Then you need to make sure the narrow vane of the stator also corresponds to plug wire #1. The computer needs to know where cylinder #1 is so the injectors are fired at the right time. With everything else going on you need to get everything lined up.
The issue comes in when someone wires the plug wires to compensate for not having the distributor stabbed in the correct position. So to your point if the OP does correctly position the distributor body so the rotor lines up to the #1 cylinder cap position everything should be good.
The issue comes in when someone wires the plug wires to compensate for not having the distributor stabbed in the correct position. So to your point if the OP does correctly position the distributor body so the rotor lines up to the #1 cylinder cap position everything should be good.
Rog... good to know.
I've not had to work on one of those distributors yet.
ok so I removed all the wires from cap when setting the distributor in, I got towards if I turn to much to the left or right it'll start to choke out... I wasn't sure if I should put the marker on the balancer at 0 or 10btc. I put it 10btc....am I in the right direction?
If its running now, you are on the right track.
Sounds like it is time to get a timing light on it and time it to 10 degrees before (or advanced), and give it a test drive!
ok so I removed all the wires from cap when setting the distributor in, I got towards if I turn to much to the left or right it'll start to choke out... I wasn't sure if I should put the marker on the balancer at 0 or 10btc. I put it 10btc....am I in the right direction?
First thing to do with any engine is check/verify/determine true TDC. TDC for #1 cylinder at compression is the mechanical "zero point" upon which everything ignition timing related is based. The easiest way is to use a tool called a piston stop. It replaces the spark plug in the #1 cylinder. The engine is rolled over by hand in both directions till it stops and a mark made on the damper. Exactly halfway between these two marks on the damper is the true TDC regardless of any existing timing marks on the damper.

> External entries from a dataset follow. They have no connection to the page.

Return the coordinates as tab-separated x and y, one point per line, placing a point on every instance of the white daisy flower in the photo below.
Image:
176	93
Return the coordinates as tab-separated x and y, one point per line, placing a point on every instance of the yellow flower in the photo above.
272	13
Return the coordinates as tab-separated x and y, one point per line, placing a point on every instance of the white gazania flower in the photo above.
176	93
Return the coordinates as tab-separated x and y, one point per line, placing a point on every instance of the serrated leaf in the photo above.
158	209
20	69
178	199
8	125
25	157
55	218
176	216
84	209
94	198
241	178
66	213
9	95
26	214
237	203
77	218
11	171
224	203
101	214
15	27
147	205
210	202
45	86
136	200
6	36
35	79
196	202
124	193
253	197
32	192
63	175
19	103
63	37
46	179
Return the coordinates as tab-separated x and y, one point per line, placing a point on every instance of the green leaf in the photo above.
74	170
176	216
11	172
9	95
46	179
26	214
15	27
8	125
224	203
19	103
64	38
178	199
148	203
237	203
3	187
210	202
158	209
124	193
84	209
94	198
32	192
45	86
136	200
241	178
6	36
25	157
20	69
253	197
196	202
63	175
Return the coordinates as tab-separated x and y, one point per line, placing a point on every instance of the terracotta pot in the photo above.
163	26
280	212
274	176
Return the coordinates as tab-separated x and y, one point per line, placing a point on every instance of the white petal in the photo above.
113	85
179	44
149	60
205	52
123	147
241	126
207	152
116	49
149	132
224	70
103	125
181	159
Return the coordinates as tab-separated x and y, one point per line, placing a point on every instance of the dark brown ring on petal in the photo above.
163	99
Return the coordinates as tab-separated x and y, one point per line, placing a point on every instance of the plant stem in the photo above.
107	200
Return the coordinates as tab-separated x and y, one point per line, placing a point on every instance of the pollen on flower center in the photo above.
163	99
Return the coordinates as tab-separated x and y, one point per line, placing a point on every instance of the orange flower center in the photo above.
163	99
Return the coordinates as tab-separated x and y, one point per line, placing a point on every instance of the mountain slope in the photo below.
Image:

When the #1 piston is at TDC on the compression stroke, the damper pointer should hopefully be pointing to the existing "0" or TDC mark on the damper. If there are no marks on the damper you can make your own or buy a flourescent self-adhesive tape that is marked from TDC out to 40° or so. This is important to check because with age the outer heavy damper inertia ring will tend to slip off axis due to the rubber deterioration. The timing marks will no longer correspond with the true TDC. Very common and causes much headscratching.
When the #1 piston is at TDC compression, and the damper pointer is at "0" on the damper, the distributor is ready to be stabbed. The #1 terminal on the distributor cap is basically arbitrary, whatever terminal the rotor is pointing at can be the new #1 terminal if you want, so long as the wires are installed in the proper firing order from that point and there is clearance to rotate distributor housing. Hope this makes sense.
Sorry for the late response, been a Lil busy with the family.. OK so I used the tdc tool, followed the steps you provided, the center of the two marks I made landed right at 0. I feel confident in stabbing the distributor into the block.. Now the truck idles well when we set the timing.. But when put in gear it loses power BIG time. I was thinking of doing a compression test next.
That's a good plan, a mechanic's vacuum gauge connected to manifold would be useful too and a lot easier. A mechanically healthy engine (piston rings & valves) in good tune will pull 18 to 20 inches at idle. There is a reason the cylinder compression test is on page 1 of every tune-up manual though. Taking things step by step though will find the fault. Do both. You're finding out what it ain't.
Now the truck idles well when we set the timing.. But when put in gear it loses power BIG time.
Originally Posted by David Robles
No it is not advancing. I removed the spout/pill before adjusting the timing. And put it back in while engine was off after I was done
Sorry. I guess my question was not specific enough. With the spout installed, is the computer advancing the ignition timing? It will advance the timing even at idle which is why you had to remove the SPOUT to set base timing. Does it (advance) change when you rev up the engine/ goose the throttle?